Edward R. Murrow and Paul White Create 'London After Dark'

The show began on August 24, 1940 when CBS News Chief Paul White and CBS European Events Director Edward R. Murrow began to arrange the show by cable and short wave conference.

Murrow lined up nine commentators, with the help of the BBC, and set them up all over London with mics.

The commentators featured on the first edition of London After Dark were Murrow, Robert Bowman, Raymond Glendenning, Larry LeSueur, Eric Sevareid, Vincent Sheean, Michael Standing, Wynford Vaughan-Thomas, and J. B. Priestley.

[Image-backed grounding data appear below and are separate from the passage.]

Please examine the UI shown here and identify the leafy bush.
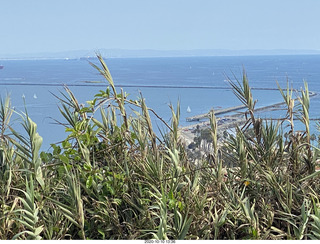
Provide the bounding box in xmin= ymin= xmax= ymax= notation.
xmin=0 ymin=55 xmax=319 ymax=240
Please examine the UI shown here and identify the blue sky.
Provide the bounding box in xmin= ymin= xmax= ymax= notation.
xmin=1 ymin=0 xmax=320 ymax=55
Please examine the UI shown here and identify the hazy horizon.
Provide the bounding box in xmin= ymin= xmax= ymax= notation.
xmin=1 ymin=0 xmax=320 ymax=58
xmin=1 ymin=48 xmax=320 ymax=60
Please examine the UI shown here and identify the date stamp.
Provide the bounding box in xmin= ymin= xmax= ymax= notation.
xmin=144 ymin=240 xmax=176 ymax=244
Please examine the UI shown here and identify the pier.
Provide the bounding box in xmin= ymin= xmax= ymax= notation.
xmin=186 ymin=91 xmax=317 ymax=122
xmin=180 ymin=90 xmax=318 ymax=147
xmin=186 ymin=105 xmax=246 ymax=122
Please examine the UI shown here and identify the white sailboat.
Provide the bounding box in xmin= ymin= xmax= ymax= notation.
xmin=187 ymin=106 xmax=191 ymax=113
xmin=33 ymin=94 xmax=37 ymax=99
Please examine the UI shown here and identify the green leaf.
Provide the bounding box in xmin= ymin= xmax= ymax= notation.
xmin=83 ymin=163 xmax=92 ymax=171
xmin=86 ymin=175 xmax=93 ymax=188
xmin=59 ymin=154 xmax=69 ymax=164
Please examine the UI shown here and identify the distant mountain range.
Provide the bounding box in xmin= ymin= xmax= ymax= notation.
xmin=1 ymin=48 xmax=320 ymax=59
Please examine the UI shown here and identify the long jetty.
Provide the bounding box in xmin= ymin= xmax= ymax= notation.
xmin=186 ymin=105 xmax=246 ymax=122
xmin=186 ymin=91 xmax=317 ymax=122
xmin=180 ymin=91 xmax=318 ymax=147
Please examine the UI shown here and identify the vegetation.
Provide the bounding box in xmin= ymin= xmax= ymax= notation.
xmin=0 ymin=55 xmax=320 ymax=240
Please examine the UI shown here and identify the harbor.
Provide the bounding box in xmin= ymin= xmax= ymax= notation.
xmin=186 ymin=104 xmax=246 ymax=122
xmin=179 ymin=90 xmax=318 ymax=146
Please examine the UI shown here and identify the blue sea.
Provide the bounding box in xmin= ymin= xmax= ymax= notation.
xmin=1 ymin=55 xmax=320 ymax=150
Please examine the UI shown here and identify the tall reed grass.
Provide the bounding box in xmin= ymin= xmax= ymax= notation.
xmin=0 ymin=55 xmax=319 ymax=239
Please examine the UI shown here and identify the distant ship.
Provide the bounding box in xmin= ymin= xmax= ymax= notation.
xmin=0 ymin=65 xmax=4 ymax=69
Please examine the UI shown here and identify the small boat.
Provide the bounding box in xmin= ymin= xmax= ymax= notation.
xmin=187 ymin=106 xmax=191 ymax=113
xmin=0 ymin=65 xmax=4 ymax=69
xmin=33 ymin=94 xmax=37 ymax=99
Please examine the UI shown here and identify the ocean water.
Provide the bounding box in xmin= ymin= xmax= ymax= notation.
xmin=1 ymin=55 xmax=320 ymax=150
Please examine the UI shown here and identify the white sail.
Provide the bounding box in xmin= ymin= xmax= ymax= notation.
xmin=187 ymin=106 xmax=191 ymax=113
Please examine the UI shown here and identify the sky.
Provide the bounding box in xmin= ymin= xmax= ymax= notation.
xmin=1 ymin=0 xmax=320 ymax=56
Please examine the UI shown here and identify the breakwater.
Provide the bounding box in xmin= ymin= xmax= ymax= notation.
xmin=179 ymin=91 xmax=318 ymax=145
xmin=186 ymin=105 xmax=246 ymax=122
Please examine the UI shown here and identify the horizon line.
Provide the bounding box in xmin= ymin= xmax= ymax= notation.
xmin=1 ymin=48 xmax=320 ymax=60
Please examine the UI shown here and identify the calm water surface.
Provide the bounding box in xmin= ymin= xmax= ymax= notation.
xmin=1 ymin=55 xmax=320 ymax=150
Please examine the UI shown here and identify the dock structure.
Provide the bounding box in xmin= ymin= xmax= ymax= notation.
xmin=185 ymin=90 xmax=317 ymax=122
xmin=186 ymin=105 xmax=246 ymax=122
xmin=180 ymin=90 xmax=318 ymax=148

The first commentator heard on London After Dark was none other than Edward Murrow himself. He broadcast live from Trafalgar Square in London, a broadcast now world-famous. "This is Trafalgar Square. The noise you hear at the moment is the sound of the air-raid siren," Murrow said as he calmly described the scene.

From the square that first program moved on to Robert Bowman who was stationed in the kitchen of the Savoy Hotel. Bowman described the menu, eight hors d'oeuvres and eight different kinds of meat and talked to famed Chef François Latry. The atmosphere at the Savoy was seemingly joyous.

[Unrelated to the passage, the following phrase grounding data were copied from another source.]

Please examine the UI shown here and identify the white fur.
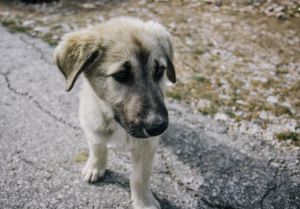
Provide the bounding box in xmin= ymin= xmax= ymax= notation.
xmin=79 ymin=77 xmax=161 ymax=209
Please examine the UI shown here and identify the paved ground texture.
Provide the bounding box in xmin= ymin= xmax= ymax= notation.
xmin=0 ymin=26 xmax=299 ymax=209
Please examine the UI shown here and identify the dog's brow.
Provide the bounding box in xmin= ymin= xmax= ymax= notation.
xmin=155 ymin=58 xmax=167 ymax=68
xmin=106 ymin=62 xmax=125 ymax=76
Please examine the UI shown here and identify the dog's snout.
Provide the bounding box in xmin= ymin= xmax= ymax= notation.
xmin=144 ymin=118 xmax=168 ymax=137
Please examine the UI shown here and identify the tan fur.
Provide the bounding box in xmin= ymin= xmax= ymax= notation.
xmin=124 ymin=95 xmax=143 ymax=124
xmin=53 ymin=17 xmax=175 ymax=209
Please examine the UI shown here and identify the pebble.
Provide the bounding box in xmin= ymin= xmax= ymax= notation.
xmin=33 ymin=26 xmax=49 ymax=33
xmin=81 ymin=3 xmax=96 ymax=9
xmin=197 ymin=99 xmax=211 ymax=109
xmin=22 ymin=20 xmax=35 ymax=27
xmin=215 ymin=113 xmax=229 ymax=121
xmin=266 ymin=96 xmax=278 ymax=104
xmin=259 ymin=111 xmax=269 ymax=120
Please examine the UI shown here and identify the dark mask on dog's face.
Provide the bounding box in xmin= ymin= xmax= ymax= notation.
xmin=87 ymin=36 xmax=175 ymax=138
xmin=110 ymin=41 xmax=172 ymax=138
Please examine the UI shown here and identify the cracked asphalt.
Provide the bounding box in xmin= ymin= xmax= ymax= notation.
xmin=0 ymin=26 xmax=299 ymax=209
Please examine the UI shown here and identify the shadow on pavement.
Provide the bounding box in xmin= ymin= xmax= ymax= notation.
xmin=93 ymin=170 xmax=183 ymax=209
xmin=161 ymin=123 xmax=300 ymax=209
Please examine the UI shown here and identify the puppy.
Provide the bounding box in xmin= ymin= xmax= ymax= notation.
xmin=54 ymin=17 xmax=175 ymax=209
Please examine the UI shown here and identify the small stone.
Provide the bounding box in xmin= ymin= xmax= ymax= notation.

The program then jumped to an anti-aircraft battery and then to and Air Raid Precautions Station. Then, onto Hammersmith Palais, London's big dance hall where Eric Sevareid was set up and remarked, "There was an air raid alarm, as you know, 15 minutes ago. The orchestra leader simply announced they'd go on playing as the crowd wished to stay and I don't expect more than half a dozen people have left."

Vincent Sheean was up next on that first edition of London After Dark. Sheean spoke briefly on the silent streets of Piccadilly Circus before the program went to some interviews with trainmen in Euston Station by the BBC. Finally the show wound up with J.B. Priestley in Whitehall.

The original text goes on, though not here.